AI Sargalay — LLM API Gateway

A full-stack LLM reselling platform built for Myanmar developers, providing OpenAI-compatible access to 300+ AI models (GPT-4, Claude, Gemini, Llama) with local payment integration.

Overview

AI Sargalay makes frontier AI models accessible to Myanmar developers through a unified OpenAI-compatible API with usage-based billing and local payment support.
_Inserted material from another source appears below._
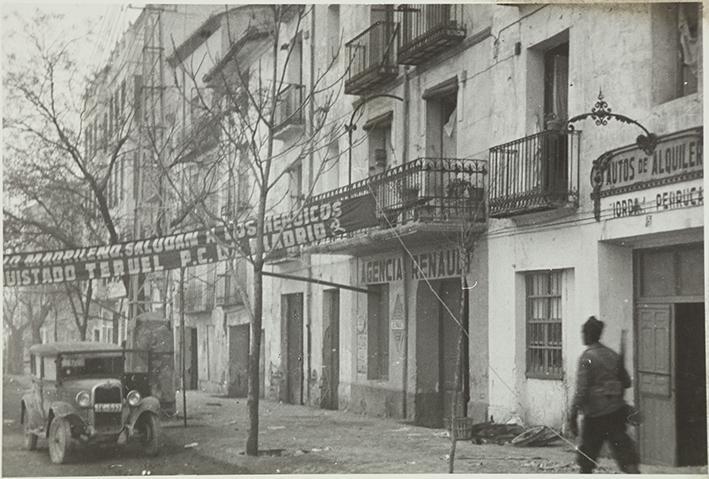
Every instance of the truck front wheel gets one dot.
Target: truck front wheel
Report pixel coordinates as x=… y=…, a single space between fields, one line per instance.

Developers get a single API endpoint and top up their balance using any Myanmar banking app.

Key Features

300+ Models — OpenAI-compatible API access to GPT-4, Claude, Gemini, Llama, and more
Real-Time Billing — Actual token costs are captured from upstream response headers, marked up, and deducted from user balances immediately — no estimation error
Balance-First Guard — Balance is validated before every proxied request, preventing users from consuming credits they can't pay for
MMPay / MMQR Payments — Top up with KBZPay, WavePay, AYA Pay, or CB Pay — any Myanmar banking app
Multilingual Portal — Custom i18n system (English + Burmese) built with React Context and JSON message files, no library dependency
AI Assistant — Streaming chat assistant that knows the platform: available models, pricing, payment methods, and integration guides

Architecture

Monorepo — Separate Deployments

ai-gateway/
├── apps/
│   ├── api/    → Railway (Fastify 5, Bun runtime)
│   └── web/    → Vercel (Next.js 15)
└── packages/
    ├── @ai-gateway/types   — shared Zod schemas (single source of truth)
    ├── @ai-gateway/db      — Drizzle ORM schema + migrations
    └── @ai-gateway/config  — shared TypeScript configs

Both apps share JWT_SECRET and ADMIN_KEY so JWTs issued by NextAuth are verifiable by Fastify without a round-trip. Packages are consumed as TypeScript source (no build step), so changes reflect instantly across apps during development.

Price Caching

Model pricing is fetched from upstream and cached in PostgreSQL with a 1-hour TTL:

Check DB — if models are less than 1 hour old, return immediately
If stale, fetch fresh models in the background (non-blocking)
Diff with modelsAreDifferent() — only write to DB if pricing or model IDs actually changed
Pricing is transformed on read: costUSD × USD_TO_MMK_RATE × PRICE_MARKUP with safe-parsing guards to prevent NaN/negative values

The API never blocks on an upstream fetch for cached data, and the database is only written when something changes.

AI Assistant

Streaming chat assistant built with Vercel AI SDK + Google Gemini 2.0 Flash:

search_models tool — queries the live model catalog filtered by modality, architecture, or price, returning top 5 matches
Conversation summarization — older messages are compressed into a rolling summary every 8 turns, keeping token usage low without losing context
Multilingual — responds in Burmese or English based on the user's language preference
Safety limits — max 10 messages, 500-char content cap, 2 tool-call steps per turn

Key Technical Decisions

Proxy billing over estimation — costs are read from actual upstream response headers, eliminating estimation drift
Shared Zod schemas — single source of truth for API validation, OpenAPI docs, and TypeScript types across frontend and backend
Non-blocking price sync — model cache updates run async so API latency is unaffected by upstream fetches
Separate deployments from one repo — Vercel and Render each build only their respective app using scoped build commands

Tech Stack

Backend: Fastify 5, Bun, TypeScript, Drizzle ORM, PostgreSQL, Zod

Frontend: Next.js 15, React Query, shadcn/ui, Tailwind CSS, Vercel AI SDK

Auth: GitHub OAuth (NextAuth) → short-lived JWT verified by Fastify

Payments: MMPay / MMQR (KBZPay, WavePay, AYA Pay, CB Pay)

Role

Solo Full-Stack Developer — end-to-end design and implementation of backend API, billing engine, portal, payment integration, AI assistant, and monorepo tooling.